Relying on great tools is essential to small teams like Postmark where we need to balance maintaining our infrastructure and creating new features. Infrastructure tooling creates a foundation that gives us the time and confidence to push Postmark forward to add more value for our customers.
What is Curator? #
Curator is a tool from Elastic (the company behind Elasticsearch) to help manage your Elasticsearch cluster. One of Postmark’s main usages for Elasticsearch is for storing the emails that you have sent and received. We use one Elasticsearch index per day and keep a rolling 45 day window of history. This means that every day we need to create, backup, and delete some indices. Curator helps make this process automated and repeatable.
Curator is written in Python, so it is well supported almost all operating systems. Installation is a breeze with a
pip install elasticsearch-curator. That provides you with the curator command that you can use. There’s also a Python API that you can access from your Python programs, but we only use the command line interface.
Removing time-series indices #
Elasticsearch is a great choice for storing time-series data for a number of reasons. The features that Postmark uses include templates that automatically create indices and aliases that seamlessly search across many indices.
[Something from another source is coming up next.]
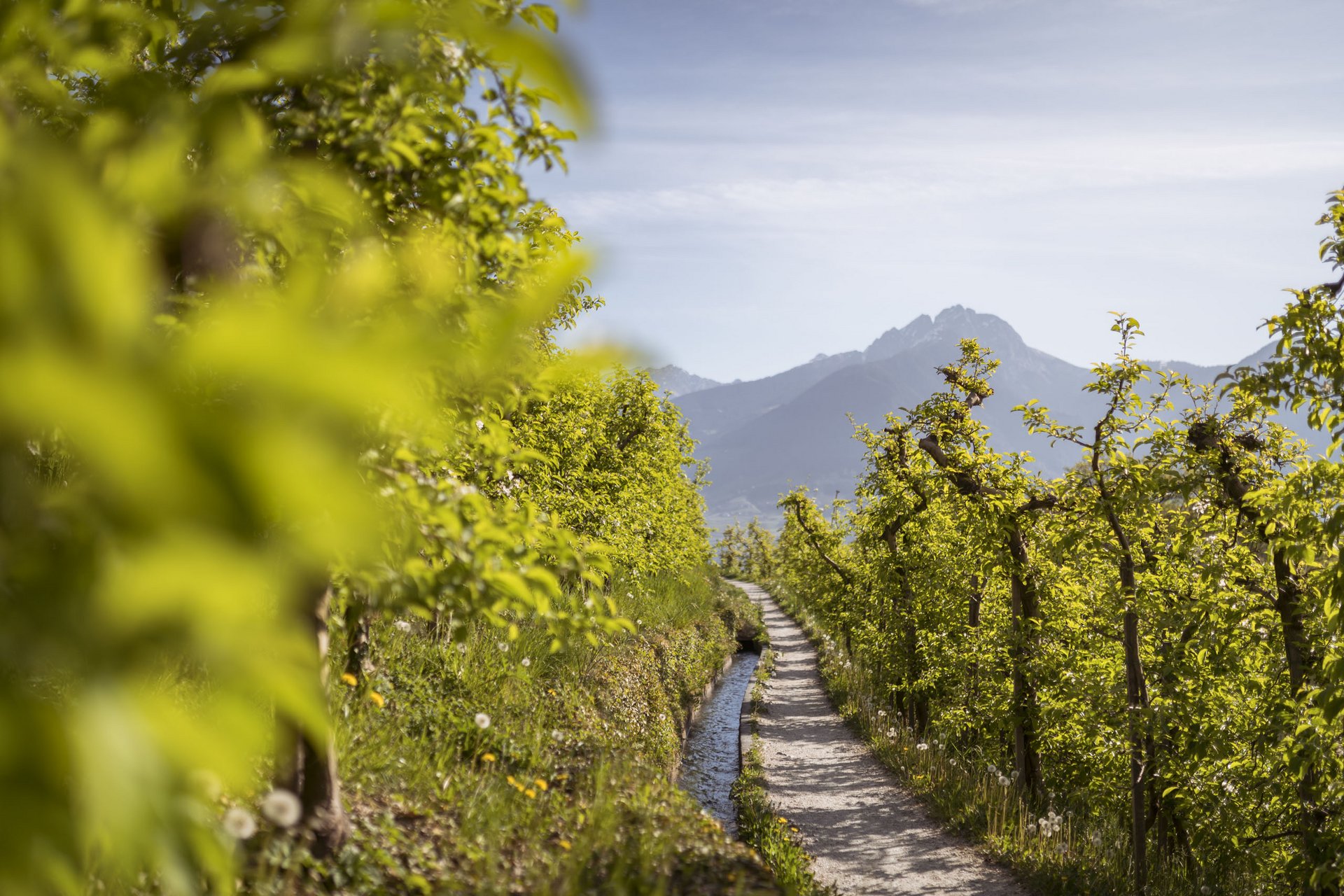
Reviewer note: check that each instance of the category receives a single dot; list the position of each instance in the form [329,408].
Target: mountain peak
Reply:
[952,324]
[678,382]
But a piece of the puzzle that Elasticsearch doesn’t solve out of the box is how to remove data. For our message activity, a message should be searchable for up to 45 days after it is sent. This logic is very simple to implement using Curator. Our indices are named as
eventtype_YYYYMMDD so we have to tell Curator about our format and what indices to remove.
curator --host <ip address> delete indices --time-unit days --older-than 45 --timestring '%Y%m%d'
And that will delete the indices older than 45 days!
But, automation to delete data should be heavily verified. Luckily, Curator provides a dry-run flag to just output what Curator would have executed.
curator --dry-run --host <ip address> delete indices --time-unit days --older-than 45 --timestring '%Y%m%d'
Managing snapshots #
Another task that Curator helps us automate is using Elasticsearch snapshots.
curator --host <ip address> snapshot --repository <repository name> indices --all-indices
This will create a snapshot of all your indices with a name such as
curator-20151208153000, which works fine for our use case (of course you can customize the name and date format).
You’ll want to remove snapshots after a certain time as well. One problem that we ran into was that snapshot performance was reduced dramatically as the number of snapshots grew.
Luckily, this was fixed in subsequent versions, but you’ll still want to remove snapshots that you don’t need any more.
curator --host <ip address> delete snapshots --repository <repository name> --older-than 10 --time-unit days
Optimizing static indices #
For indices that aren’t being actively written to, you can optimize them to reduce and merge the segments that represent the index’s data on disk. Optimizing an index is a similar concept to defragmenting your hard drive. When an index is being written to, the segment merge process happens automatically so you don’t want to explicitly call optimize on an active index. With date-based indices, only the current index is being written to, so it is safe to optimize older indices.
Performing this operation with curator is simple as well.
curator --host <ip address> optimize indices --time-unit days --older-than 2 --timestring '%Y%m%d'
The importance of tooling #
Tooling is an essential part of operations and managing a product. There needs to be tooling to automate tasks or else your team (and product) will just tread water. Most of the time we write this tooling ourselves. But the fact that Curator is provided by Elastic is an incredible time saver for our team. Curator does more than what is described above and you can read the great documentation to discover all it can do.